Breakfast was the most excellent sugary affair I’ve had! Espresso here is infinitely better than Starbucks. And the chocolate chip croissant was so “melty” and buttery. I could get really fat here with all these wonderful and interestingly foreign foods. I didn’t have enough courage, however, to try the traditional beans, bacon, and tomatoes. Perhaps next time. Yes, I really must buck up and be more adventurous!
The Family Service was adorable and heartwarming. I love hearing the British accent in little children’s voices. They sound like bells, pealing with cheer and mirth. And the hymns, so full of scripture and passionate desire for God are sung with humble voices. But humble as they are, they rise and reverberate against the ancient stone and wood of the cathedral until the music could not be more beautiful than the voices of angels.
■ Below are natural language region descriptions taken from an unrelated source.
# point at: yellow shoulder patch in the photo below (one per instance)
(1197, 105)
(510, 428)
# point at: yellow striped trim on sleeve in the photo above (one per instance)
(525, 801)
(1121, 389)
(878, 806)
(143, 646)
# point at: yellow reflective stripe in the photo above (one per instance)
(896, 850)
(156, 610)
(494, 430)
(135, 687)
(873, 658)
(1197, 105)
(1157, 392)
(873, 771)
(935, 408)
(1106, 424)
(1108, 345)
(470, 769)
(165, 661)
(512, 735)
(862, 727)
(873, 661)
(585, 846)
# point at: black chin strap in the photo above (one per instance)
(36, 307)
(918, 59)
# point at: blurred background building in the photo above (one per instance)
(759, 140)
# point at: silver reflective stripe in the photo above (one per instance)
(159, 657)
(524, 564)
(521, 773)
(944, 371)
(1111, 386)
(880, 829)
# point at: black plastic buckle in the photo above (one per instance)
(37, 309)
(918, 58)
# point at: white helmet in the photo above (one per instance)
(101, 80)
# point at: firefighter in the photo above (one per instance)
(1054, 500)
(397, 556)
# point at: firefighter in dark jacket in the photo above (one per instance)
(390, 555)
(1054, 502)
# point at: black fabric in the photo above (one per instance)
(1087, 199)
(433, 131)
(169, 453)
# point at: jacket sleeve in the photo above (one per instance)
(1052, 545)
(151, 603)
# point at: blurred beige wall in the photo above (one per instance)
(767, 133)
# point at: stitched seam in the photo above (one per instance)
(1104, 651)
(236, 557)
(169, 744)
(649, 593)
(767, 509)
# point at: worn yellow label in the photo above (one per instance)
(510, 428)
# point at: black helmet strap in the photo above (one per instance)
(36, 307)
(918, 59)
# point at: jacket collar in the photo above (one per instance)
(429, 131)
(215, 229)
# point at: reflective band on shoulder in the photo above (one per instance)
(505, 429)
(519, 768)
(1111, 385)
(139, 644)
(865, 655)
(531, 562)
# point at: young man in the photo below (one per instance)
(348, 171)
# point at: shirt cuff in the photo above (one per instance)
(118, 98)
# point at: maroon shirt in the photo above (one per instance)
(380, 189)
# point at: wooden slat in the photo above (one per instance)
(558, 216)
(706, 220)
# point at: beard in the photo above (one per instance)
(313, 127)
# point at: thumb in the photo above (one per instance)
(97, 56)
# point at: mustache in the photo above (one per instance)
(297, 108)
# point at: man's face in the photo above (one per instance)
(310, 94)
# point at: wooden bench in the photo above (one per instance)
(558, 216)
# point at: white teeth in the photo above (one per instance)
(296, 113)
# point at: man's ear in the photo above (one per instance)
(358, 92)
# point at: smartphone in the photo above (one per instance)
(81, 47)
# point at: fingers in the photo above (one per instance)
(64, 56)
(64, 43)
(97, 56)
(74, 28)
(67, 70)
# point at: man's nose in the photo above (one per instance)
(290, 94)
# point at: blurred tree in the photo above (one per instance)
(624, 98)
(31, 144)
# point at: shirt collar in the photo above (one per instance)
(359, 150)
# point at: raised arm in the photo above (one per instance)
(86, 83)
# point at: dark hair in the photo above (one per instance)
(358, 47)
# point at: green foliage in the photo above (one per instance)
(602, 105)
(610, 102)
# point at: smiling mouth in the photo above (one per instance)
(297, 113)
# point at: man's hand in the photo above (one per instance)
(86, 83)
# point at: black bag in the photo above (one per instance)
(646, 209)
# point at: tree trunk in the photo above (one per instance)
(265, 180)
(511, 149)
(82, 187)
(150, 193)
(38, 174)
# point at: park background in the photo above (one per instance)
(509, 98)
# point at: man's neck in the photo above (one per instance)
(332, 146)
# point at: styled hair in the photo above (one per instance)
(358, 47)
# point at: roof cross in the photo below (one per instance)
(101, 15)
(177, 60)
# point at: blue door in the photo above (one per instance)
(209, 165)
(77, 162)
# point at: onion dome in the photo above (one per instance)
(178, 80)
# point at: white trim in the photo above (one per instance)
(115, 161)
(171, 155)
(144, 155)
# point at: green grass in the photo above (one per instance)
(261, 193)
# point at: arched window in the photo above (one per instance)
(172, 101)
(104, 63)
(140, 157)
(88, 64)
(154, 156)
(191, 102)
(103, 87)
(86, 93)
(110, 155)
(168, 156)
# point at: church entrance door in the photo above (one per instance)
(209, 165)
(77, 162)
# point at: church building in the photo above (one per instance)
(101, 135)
Holy Eucharist was also moving. There is something very holy and humbling feeling about kneeling in church. (The fact that the priests do not does make one feel lower than them and less holy upon reflection, but after meeting them, I did not find they furthered that appearance.) I love the hymns and the beautiful sounds of the choir in those ancient vaulted cathedrals. The articulate details and ornate artistry of the architecture and the beautiful stained glass windows give a feast for my eyes. My senses were overwhelmed and I was often almost moved to tears with the beauty of it all. They might not all have the right desires or ways to go about drawing near to God, but some must to have devoted so much time and immaculate work into these places of worship.
I found Evensong that night at Christ Church gave me the same sensations. The boys choir there is wonderful. However, I did miss not being able to be more apart of the service. Their voices would have been marred by ours. I understand. But I missed joining in and giving my own praise. It must be very hard to be a child in a church like this. It makes my memories of church worship services as a child even dearer, where it was common for me to be before the altar with all the other little children, dancing with abandon and joy to Jesus. The structure of High Church is beautiful and does cause me to pray and reflect in wonder at my God, but it does not allow me to express it. I do not feel free. And I wonder what Jesus would do if He walked in as a man to one of these services.